# "First Unread"



## Keitht (Mar 20, 2007)

It's entirely possible that I have lost my marbles, but didn't there used to be a link to 'First Unread Post' at the top of each thread? 
It's not there now!


----------



## Keitht (Mar 20, 2007)

OK - forget it.  The link is showing again, but definitely wasn't doing so a few minutes ago when I went in to read responses on a thread I had started.  Very strange.


----------



## Berea1 (Mar 20, 2007)

*"new Posts"*

When I return to this website each day, there is a "New Posts" between Calendar and Search at the top row of my screen.  

The first name on the row is User CP and the last is Log Out.

If I click on "New Posts", I get only those posts that are new since I last visited the site.  Reduces the time that I spend each time I return.

Patrick


----------



## Dave M (Mar 20, 2007)

Patrick -

When you go to one of those threads with "New Posts", take a look at the upper left of the thread. Immediately under the "Post Reply" button, there will be a button called "View First Unread". By clicking on it, you'll be taken to the first new post - in that thread - that you haven't yet seen. 

If there are no new posts in a thread you are viewing, that button won't be visible.
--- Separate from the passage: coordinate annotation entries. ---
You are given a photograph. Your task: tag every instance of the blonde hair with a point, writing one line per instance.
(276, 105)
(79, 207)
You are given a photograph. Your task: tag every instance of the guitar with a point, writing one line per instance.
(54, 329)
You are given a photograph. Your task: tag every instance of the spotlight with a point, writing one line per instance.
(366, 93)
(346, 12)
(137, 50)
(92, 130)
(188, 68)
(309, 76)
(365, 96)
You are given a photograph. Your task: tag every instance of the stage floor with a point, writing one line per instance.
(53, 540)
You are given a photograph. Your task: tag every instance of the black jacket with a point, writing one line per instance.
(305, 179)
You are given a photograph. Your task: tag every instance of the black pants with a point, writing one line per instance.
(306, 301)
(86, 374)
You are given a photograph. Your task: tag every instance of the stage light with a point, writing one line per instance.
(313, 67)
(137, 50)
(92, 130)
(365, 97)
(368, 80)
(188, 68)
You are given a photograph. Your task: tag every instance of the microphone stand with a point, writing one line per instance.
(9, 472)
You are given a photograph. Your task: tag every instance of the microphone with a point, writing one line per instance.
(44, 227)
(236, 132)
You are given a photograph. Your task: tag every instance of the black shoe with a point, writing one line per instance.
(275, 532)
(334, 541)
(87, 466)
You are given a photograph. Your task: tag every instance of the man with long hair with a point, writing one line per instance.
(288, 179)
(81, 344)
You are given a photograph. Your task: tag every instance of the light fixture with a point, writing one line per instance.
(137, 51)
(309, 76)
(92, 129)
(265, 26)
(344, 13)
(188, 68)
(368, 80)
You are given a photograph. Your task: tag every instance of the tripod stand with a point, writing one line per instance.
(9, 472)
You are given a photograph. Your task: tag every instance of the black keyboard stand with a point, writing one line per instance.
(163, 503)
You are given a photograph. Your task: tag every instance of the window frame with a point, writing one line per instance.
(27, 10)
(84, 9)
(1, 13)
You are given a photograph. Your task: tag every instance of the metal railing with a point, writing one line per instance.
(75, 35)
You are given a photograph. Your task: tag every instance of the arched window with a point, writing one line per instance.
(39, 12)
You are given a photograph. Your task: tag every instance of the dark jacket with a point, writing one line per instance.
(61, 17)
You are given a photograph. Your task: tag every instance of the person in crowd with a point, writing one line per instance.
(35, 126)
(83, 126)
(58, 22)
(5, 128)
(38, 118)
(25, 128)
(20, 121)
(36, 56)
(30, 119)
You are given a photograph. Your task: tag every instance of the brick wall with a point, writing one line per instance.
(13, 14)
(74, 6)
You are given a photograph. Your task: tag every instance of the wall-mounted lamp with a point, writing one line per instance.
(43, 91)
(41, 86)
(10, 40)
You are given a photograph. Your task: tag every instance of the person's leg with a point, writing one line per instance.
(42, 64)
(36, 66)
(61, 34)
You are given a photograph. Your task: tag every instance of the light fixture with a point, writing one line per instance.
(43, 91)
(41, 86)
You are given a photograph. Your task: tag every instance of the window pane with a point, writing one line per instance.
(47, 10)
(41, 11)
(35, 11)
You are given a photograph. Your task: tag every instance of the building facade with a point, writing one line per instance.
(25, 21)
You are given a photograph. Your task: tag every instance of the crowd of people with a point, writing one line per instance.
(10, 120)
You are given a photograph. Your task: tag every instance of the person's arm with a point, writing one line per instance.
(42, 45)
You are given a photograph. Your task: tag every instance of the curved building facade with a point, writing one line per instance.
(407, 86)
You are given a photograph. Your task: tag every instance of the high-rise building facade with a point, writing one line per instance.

It's that button to which Keith is referring.


----------



## Keitht (Mar 20, 2007)

You're right Dave,

It is the little downward pointing arrow beside the thread title that I use.  That's why I noticed its disappearance.  A thread that I had started had a bold heading to indicate that it had new posts, but no 'Go to first new post' icon.
Very odd, but whatever the cause it's all OK again now.


----------



## Makai Guy (Mar 20, 2007)

None of that is visible unless you are logged in.  When not logged in, you can still read, but as anonymous guest there is no record what you've read and what you haven't.


----------



## Keitht (Mar 20, 2007)

Makai Guy said:


> None of that is visible unless you are logged in.  When not logged in, you can still read, but as anonymous guest there is no record what you've read and what you haven't.



I was logged in, always am - nice try though.   I don't suppose we'll ever get to the bottom of what happened, but as it isn't happening any more it doesn't really matter.


----------



## happymum (Mar 20, 2007)

Keith - thanks so much for asking the question. I had never noticed the button (much less it disappearing), but see that it will be very helpful.Thanks!


----------